Based on the team’s revised calculations, the ancient flood released nine months’ worth of river water in a matter of hours. At the flood’s peak, 160 Olympic swimming pools’ worth of water coursed down the river every second.
At Lajia, floodwaters reached heights of up to 131 feet (40 meters) above the river’s normal banks. The deluge may have even changed the Yellow River’s course in the lowlands hundreds of miles away, triggering watery conditions that could have lasted for years. (Read more about China's plan to make a national park out of its last wild river.)
Given the unprecedented size of the flood and its downstream impacts, Wu maintains that the flood he has identified is the deluge of legend.
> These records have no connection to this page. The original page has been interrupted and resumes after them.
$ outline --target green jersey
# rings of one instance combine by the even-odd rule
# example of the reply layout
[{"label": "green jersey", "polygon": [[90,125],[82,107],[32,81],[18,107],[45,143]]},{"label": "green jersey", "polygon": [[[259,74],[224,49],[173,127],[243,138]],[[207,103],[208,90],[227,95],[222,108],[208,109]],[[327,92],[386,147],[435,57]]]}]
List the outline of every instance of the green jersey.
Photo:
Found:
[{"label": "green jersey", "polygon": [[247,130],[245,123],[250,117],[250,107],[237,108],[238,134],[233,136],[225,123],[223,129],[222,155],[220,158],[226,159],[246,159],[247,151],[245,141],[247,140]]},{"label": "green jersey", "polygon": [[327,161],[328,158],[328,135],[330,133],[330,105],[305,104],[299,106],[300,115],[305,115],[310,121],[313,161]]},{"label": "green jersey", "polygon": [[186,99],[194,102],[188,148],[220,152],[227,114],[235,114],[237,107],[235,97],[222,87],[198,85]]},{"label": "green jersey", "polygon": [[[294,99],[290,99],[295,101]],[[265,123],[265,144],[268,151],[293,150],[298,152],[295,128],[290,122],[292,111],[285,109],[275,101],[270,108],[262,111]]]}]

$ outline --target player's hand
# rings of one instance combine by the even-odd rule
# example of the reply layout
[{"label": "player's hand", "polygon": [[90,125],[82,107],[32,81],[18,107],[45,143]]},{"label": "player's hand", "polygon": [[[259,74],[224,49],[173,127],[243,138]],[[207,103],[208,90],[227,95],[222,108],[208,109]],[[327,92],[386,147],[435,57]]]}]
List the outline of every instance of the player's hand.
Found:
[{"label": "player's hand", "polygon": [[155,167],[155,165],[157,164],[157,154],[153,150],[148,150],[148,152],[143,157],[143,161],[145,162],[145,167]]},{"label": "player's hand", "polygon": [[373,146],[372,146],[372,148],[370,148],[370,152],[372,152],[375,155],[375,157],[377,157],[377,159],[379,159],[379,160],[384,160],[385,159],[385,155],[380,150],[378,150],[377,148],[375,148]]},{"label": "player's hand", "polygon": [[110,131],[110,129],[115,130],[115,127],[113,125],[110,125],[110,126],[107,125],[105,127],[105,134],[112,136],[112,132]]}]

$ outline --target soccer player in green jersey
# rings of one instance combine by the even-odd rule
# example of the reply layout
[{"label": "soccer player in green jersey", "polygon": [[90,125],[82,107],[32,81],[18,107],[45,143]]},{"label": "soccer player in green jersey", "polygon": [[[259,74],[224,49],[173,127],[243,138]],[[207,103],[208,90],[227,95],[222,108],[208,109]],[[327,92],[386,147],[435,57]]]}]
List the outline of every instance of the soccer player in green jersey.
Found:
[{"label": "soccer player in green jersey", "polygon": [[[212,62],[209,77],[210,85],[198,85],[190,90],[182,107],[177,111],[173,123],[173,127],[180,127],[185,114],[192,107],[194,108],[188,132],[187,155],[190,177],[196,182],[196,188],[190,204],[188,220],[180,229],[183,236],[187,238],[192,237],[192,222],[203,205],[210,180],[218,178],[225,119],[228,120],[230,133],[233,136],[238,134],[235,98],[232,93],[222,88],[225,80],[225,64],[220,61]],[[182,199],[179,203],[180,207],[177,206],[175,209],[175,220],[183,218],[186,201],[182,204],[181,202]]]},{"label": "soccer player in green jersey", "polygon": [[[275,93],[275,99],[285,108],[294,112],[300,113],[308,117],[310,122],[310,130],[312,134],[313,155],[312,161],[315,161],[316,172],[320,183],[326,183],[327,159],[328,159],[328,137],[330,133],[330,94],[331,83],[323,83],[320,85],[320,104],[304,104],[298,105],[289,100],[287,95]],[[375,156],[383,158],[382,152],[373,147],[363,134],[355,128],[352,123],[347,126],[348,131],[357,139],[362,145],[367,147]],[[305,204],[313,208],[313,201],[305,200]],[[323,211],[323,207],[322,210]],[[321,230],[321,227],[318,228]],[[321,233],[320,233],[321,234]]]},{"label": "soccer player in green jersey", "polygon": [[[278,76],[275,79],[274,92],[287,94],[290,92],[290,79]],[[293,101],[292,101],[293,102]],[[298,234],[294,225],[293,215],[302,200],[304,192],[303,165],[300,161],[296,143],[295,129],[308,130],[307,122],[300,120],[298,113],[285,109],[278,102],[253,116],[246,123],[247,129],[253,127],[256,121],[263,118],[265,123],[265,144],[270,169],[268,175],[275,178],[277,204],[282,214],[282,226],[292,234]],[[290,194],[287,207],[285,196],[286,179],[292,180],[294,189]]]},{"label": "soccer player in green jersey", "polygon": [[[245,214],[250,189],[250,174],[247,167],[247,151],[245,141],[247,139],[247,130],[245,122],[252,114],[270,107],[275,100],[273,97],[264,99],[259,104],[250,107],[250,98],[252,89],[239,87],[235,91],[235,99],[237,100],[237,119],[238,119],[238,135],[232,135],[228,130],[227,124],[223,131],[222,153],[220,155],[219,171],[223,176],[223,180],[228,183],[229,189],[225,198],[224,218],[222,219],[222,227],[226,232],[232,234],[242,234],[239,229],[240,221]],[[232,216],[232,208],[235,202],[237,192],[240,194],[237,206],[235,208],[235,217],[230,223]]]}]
“The Xia, the great flood, and the control of it have been taken as truth for more than 2,500 years in China,” Wu says. “Now, we have provided the scientific evidence for the flood—[which] means that other texts about the Xia dynasty should be reliable.”
Writing (Not) on the Wall
But as influential as the flood assuredly was to ancient China, the new evidence will not—and, to some scholars, cannot—end the debate over whether the Xia existed.
“It’s very important to recognize that this evidence is useful in understanding the course of the Chinese nation,” says Sarah Allan of Dartmouth College, an expert on ancient China who wasn’t involved with the study. However, “their assumption is that even if it’s been revised and changed, [the great flood story] has a historical kernel, and I don’t think that’s necessarily true,” she says.
Allan and other scholars contend that the great flood is best understood as a creation myth that later dynasties used to legitimize their rules. In an influential book explaining the theory, Allan writes that the Shang dynasty mythologized themselves as sun-kings fighting against the Xia, while the Zhou dynasty used the stories as historical precedent to justify conquering the Shang.
While she applauds the researchers for identifying the flood, Allan says that the Xia’s historicity won’t be resolved until examples of Xia-era Chinese writing emerge—a problem that the new flood evidence can’t fix.
“They’re arguing that it was history turned into myth,” she says. “I’m arguing that it’s myth turned into history.”